Unexpected use of topology in proofs
One of the richest sources for this is geometric group theory, and especially the parts of it that construct topological spaces corresponding to particular groups (schreier graphs, cayley complexes, BG spaces etc.) For example, the proof that any subgroup of a free group is free (Nielsen Schreier) epitomizes how topological arguments greatly simplify some parts of group theory.
There are proof methods for theorems from discrete geometry that utilize methods from equivariant topology (such as the ham-sandwich theorem via Borsuk ulam.) These use the CS/TM paradigm, which studies maps between the space of "geometric configurations" to the "Space of viable solutions."
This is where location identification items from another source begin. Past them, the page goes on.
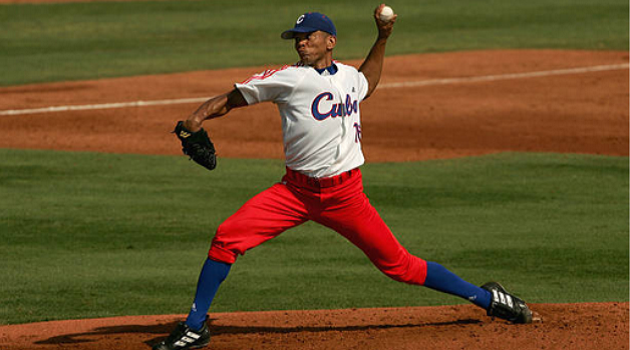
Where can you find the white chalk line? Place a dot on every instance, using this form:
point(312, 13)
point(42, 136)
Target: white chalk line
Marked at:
point(484, 78)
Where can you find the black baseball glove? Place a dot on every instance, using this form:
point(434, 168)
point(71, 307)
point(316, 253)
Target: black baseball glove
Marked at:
point(197, 146)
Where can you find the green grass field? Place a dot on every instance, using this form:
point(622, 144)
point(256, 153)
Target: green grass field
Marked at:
point(91, 235)
point(74, 41)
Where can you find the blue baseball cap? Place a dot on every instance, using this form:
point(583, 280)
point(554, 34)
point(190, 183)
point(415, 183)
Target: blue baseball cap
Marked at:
point(311, 22)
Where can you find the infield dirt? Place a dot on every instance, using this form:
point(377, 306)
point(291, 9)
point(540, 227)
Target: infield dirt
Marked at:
point(584, 112)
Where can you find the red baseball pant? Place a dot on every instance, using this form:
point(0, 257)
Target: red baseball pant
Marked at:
point(338, 203)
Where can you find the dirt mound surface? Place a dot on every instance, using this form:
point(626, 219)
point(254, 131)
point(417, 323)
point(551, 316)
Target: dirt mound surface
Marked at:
point(426, 107)
point(595, 326)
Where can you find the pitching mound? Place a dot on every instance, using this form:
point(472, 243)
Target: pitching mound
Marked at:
point(564, 326)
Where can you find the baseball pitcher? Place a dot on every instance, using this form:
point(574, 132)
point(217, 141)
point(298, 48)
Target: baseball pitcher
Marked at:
point(318, 99)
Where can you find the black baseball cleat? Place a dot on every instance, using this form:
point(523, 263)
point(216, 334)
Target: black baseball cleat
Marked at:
point(183, 337)
point(506, 306)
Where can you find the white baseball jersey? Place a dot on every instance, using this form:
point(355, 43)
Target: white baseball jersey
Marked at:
point(321, 122)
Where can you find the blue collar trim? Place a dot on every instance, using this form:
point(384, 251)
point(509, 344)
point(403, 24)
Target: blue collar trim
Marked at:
point(332, 69)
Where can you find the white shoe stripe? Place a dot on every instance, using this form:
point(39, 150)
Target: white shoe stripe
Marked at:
point(193, 335)
point(188, 340)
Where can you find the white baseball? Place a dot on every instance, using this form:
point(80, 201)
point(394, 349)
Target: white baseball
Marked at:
point(386, 14)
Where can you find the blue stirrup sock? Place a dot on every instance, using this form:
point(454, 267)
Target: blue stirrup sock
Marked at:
point(443, 280)
point(212, 274)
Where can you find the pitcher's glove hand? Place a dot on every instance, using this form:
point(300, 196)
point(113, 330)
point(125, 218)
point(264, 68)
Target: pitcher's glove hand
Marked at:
point(197, 146)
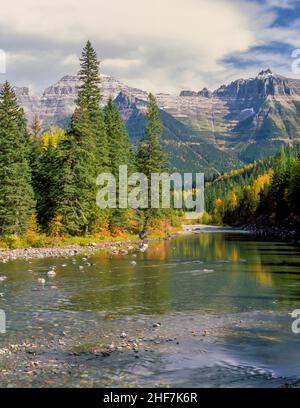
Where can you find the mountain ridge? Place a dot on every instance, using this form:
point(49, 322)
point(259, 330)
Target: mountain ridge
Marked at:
point(246, 119)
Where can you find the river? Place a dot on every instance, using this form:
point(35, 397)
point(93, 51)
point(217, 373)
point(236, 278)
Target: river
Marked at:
point(202, 310)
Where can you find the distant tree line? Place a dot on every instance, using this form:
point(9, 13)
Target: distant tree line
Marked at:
point(268, 190)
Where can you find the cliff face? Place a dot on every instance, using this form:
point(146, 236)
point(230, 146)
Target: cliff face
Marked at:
point(249, 117)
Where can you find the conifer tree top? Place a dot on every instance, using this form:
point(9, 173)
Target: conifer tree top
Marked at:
point(89, 94)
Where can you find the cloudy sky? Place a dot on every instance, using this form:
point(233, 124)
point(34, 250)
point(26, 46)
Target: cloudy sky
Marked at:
point(156, 45)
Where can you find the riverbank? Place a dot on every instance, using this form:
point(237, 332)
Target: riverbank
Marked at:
point(122, 247)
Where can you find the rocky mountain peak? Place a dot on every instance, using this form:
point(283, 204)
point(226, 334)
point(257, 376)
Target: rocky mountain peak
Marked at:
point(205, 92)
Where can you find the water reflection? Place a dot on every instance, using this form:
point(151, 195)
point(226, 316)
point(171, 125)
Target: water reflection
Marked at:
point(214, 273)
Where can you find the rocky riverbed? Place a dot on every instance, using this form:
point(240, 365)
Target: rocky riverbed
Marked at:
point(81, 359)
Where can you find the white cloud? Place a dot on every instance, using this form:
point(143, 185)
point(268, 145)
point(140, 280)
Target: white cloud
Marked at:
point(163, 45)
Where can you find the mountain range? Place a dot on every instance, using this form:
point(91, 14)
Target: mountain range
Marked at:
point(210, 131)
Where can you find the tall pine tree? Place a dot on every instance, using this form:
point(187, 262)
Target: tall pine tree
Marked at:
point(16, 193)
point(120, 154)
point(151, 159)
point(83, 154)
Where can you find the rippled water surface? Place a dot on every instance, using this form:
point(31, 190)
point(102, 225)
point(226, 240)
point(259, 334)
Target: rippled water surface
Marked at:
point(241, 289)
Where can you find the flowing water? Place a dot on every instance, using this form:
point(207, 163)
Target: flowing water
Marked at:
point(223, 301)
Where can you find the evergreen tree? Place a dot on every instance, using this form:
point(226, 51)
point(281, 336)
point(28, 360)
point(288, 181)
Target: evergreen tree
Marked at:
point(16, 193)
point(36, 128)
point(293, 195)
point(45, 177)
point(120, 154)
point(151, 159)
point(83, 154)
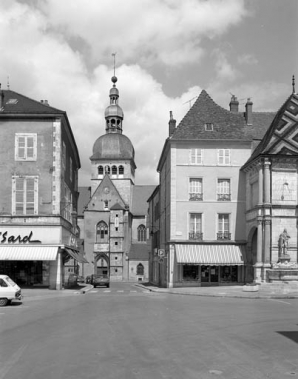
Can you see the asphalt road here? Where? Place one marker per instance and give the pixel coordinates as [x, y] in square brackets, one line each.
[125, 332]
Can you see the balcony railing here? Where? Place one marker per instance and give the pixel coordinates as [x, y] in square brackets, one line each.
[223, 197]
[196, 236]
[196, 196]
[224, 236]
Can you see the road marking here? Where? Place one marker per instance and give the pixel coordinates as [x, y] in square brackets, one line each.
[5, 367]
[280, 301]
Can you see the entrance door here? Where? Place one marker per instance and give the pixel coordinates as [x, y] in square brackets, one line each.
[214, 274]
[205, 274]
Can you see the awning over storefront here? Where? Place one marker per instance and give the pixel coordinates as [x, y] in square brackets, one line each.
[28, 253]
[76, 255]
[217, 255]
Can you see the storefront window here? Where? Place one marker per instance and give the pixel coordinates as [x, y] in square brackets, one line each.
[190, 272]
[228, 274]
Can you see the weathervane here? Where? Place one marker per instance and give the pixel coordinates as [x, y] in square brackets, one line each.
[114, 55]
[189, 101]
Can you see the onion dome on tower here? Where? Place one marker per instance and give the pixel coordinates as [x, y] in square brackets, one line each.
[113, 144]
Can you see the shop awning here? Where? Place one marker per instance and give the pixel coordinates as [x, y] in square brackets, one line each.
[217, 255]
[28, 253]
[76, 255]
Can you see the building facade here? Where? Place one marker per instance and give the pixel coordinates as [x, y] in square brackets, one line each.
[112, 212]
[39, 170]
[202, 196]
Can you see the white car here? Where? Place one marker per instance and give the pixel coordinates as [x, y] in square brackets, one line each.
[9, 290]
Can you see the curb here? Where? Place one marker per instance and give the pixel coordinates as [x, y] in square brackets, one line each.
[257, 297]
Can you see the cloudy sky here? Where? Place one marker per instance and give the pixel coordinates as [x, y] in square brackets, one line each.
[167, 52]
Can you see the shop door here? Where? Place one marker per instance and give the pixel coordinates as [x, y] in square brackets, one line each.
[214, 274]
[205, 274]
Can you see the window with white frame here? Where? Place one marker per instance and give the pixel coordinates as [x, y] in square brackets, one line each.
[25, 195]
[223, 226]
[196, 156]
[63, 158]
[223, 190]
[70, 169]
[224, 157]
[25, 146]
[195, 189]
[195, 226]
[67, 204]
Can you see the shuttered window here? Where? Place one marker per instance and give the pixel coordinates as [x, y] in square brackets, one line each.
[24, 195]
[25, 146]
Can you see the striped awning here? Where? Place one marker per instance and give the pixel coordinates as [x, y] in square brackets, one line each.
[217, 255]
[28, 253]
[76, 255]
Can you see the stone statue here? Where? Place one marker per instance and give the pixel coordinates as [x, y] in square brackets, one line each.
[283, 242]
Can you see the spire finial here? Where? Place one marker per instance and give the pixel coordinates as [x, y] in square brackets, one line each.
[114, 55]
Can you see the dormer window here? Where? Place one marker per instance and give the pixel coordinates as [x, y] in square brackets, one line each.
[209, 127]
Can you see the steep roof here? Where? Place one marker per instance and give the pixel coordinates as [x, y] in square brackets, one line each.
[282, 135]
[141, 194]
[226, 124]
[13, 102]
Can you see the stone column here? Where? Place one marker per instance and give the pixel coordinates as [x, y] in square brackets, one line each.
[267, 217]
[171, 256]
[267, 164]
[59, 271]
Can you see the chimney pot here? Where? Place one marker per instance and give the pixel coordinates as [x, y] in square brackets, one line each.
[172, 124]
[248, 113]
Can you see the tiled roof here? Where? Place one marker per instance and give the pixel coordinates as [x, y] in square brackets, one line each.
[84, 198]
[13, 102]
[263, 145]
[139, 200]
[139, 252]
[226, 124]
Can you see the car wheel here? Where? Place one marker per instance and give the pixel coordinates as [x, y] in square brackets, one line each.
[3, 302]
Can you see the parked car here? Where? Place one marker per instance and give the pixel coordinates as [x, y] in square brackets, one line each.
[100, 280]
[9, 290]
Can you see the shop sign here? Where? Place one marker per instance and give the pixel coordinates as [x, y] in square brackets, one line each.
[101, 247]
[6, 238]
[73, 241]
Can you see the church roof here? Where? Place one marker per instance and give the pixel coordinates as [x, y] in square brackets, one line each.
[225, 124]
[282, 135]
[113, 146]
[141, 194]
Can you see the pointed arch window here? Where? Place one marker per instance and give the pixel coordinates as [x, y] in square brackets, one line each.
[100, 170]
[102, 232]
[140, 269]
[114, 170]
[121, 170]
[141, 233]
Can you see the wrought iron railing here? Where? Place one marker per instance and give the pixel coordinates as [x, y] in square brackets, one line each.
[195, 236]
[195, 196]
[223, 197]
[224, 236]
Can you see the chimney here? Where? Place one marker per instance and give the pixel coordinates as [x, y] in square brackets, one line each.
[1, 98]
[234, 104]
[172, 124]
[248, 113]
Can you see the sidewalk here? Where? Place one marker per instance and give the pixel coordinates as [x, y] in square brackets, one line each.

See here for a general reference and wikipedia for a shorter exposition.
There are some other miscellaneous examples that I know of:
Bezout's identity via separating curves (assumes the euclidian algorithm in disguise.)
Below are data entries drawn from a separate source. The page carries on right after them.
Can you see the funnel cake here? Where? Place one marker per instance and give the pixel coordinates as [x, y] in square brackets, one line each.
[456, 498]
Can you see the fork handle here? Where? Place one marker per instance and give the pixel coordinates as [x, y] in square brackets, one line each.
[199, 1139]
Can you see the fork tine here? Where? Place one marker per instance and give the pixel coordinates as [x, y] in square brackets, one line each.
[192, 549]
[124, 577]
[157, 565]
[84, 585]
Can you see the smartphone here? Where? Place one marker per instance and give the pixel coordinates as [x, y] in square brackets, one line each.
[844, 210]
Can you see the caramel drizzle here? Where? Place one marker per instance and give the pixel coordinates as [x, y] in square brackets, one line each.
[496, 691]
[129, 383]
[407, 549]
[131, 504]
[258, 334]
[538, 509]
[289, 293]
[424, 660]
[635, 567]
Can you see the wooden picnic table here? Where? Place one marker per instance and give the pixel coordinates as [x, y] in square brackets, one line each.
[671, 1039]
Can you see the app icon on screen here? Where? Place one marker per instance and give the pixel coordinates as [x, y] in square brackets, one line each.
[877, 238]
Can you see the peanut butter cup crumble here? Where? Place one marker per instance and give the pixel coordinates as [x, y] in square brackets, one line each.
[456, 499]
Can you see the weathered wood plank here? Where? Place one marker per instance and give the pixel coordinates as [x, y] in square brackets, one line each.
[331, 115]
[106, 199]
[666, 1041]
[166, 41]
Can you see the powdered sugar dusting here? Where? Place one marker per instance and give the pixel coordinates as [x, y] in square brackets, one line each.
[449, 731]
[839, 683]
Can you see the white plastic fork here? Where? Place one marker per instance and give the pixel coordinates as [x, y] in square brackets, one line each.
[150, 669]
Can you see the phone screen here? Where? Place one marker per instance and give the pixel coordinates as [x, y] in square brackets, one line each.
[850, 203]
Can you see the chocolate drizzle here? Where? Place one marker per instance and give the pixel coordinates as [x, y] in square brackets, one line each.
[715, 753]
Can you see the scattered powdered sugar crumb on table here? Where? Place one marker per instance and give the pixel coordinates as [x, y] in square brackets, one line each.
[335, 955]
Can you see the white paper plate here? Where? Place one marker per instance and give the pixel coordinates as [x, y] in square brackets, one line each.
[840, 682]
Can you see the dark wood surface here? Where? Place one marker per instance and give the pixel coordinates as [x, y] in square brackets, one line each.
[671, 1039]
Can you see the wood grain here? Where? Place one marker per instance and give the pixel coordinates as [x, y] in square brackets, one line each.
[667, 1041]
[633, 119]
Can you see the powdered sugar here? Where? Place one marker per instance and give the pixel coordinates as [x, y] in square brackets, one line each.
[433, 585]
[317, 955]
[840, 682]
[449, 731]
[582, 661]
Fundamental Theorem of Algebra (resp. existence of eigenvalues) via lefschetz fixed point theorem
the use of "Denseness arguments" in algebraic geometry (such as cayley-hamilton).
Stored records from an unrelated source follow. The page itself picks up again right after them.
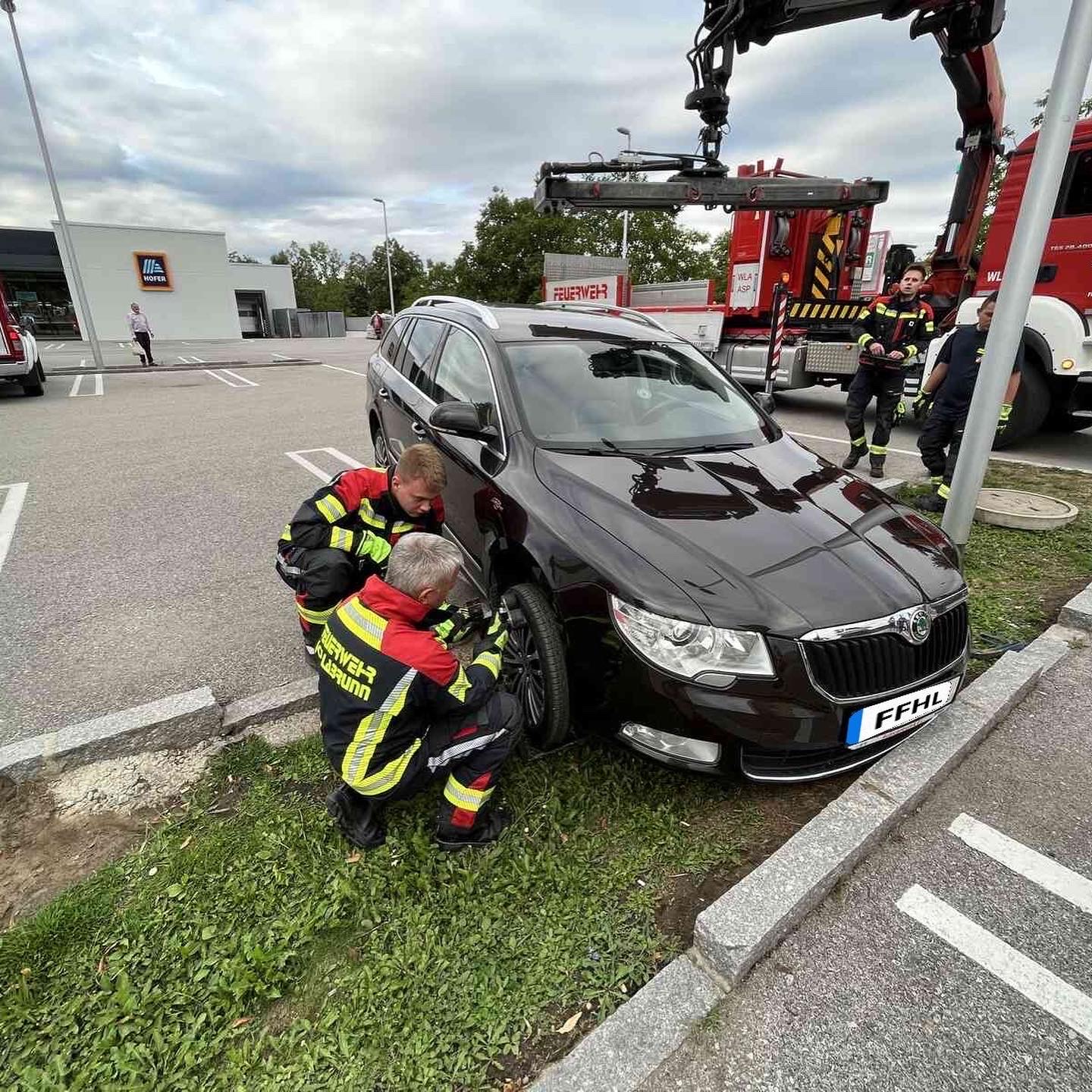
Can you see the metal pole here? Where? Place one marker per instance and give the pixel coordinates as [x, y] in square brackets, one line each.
[390, 280]
[1021, 268]
[96, 352]
[625, 215]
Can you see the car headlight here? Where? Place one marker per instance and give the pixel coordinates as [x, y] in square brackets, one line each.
[689, 649]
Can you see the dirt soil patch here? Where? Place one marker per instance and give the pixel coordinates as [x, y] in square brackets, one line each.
[782, 811]
[42, 853]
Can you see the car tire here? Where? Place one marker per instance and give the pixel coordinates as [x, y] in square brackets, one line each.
[379, 446]
[533, 669]
[34, 384]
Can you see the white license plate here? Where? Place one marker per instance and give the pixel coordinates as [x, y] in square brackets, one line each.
[899, 712]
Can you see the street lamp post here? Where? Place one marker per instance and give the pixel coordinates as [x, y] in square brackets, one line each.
[625, 215]
[390, 280]
[9, 7]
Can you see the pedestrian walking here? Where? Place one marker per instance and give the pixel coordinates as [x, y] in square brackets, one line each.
[399, 710]
[893, 333]
[950, 388]
[141, 331]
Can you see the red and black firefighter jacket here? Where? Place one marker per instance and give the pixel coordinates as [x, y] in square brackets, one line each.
[384, 679]
[356, 513]
[900, 325]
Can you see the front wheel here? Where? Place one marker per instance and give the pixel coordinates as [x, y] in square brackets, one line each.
[533, 669]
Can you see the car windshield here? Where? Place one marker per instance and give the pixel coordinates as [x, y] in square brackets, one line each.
[630, 397]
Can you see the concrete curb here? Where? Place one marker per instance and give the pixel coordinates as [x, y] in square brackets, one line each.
[175, 722]
[749, 920]
[162, 369]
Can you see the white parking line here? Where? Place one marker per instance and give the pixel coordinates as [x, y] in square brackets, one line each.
[241, 379]
[349, 372]
[297, 457]
[14, 496]
[77, 382]
[1015, 970]
[222, 375]
[1047, 874]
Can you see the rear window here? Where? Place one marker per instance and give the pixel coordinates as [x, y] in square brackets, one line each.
[635, 394]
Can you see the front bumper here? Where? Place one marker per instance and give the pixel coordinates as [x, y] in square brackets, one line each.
[783, 729]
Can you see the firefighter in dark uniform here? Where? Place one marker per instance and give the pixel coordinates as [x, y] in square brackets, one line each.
[344, 532]
[896, 328]
[399, 710]
[950, 388]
How about the Nielsen-Schreier theorem? The statement of the theorem is entirely algebraic:
Every subgroup of a free group is free.
To prove it, we use algebraic topology: the free group on $n$ generators is the fundamental group of the bouquet of $n$ circles, and any subgroup of the fundamental group is the fundamental group of some covering space of this bouquet. Then it's a matter of using topological arguments to show that every covering space of the bouquet of $n$ circles is itself homotopy equivalent to some bouquet of circles.
One of the proofs of the Fundamental Theorem of Algebra uses topology.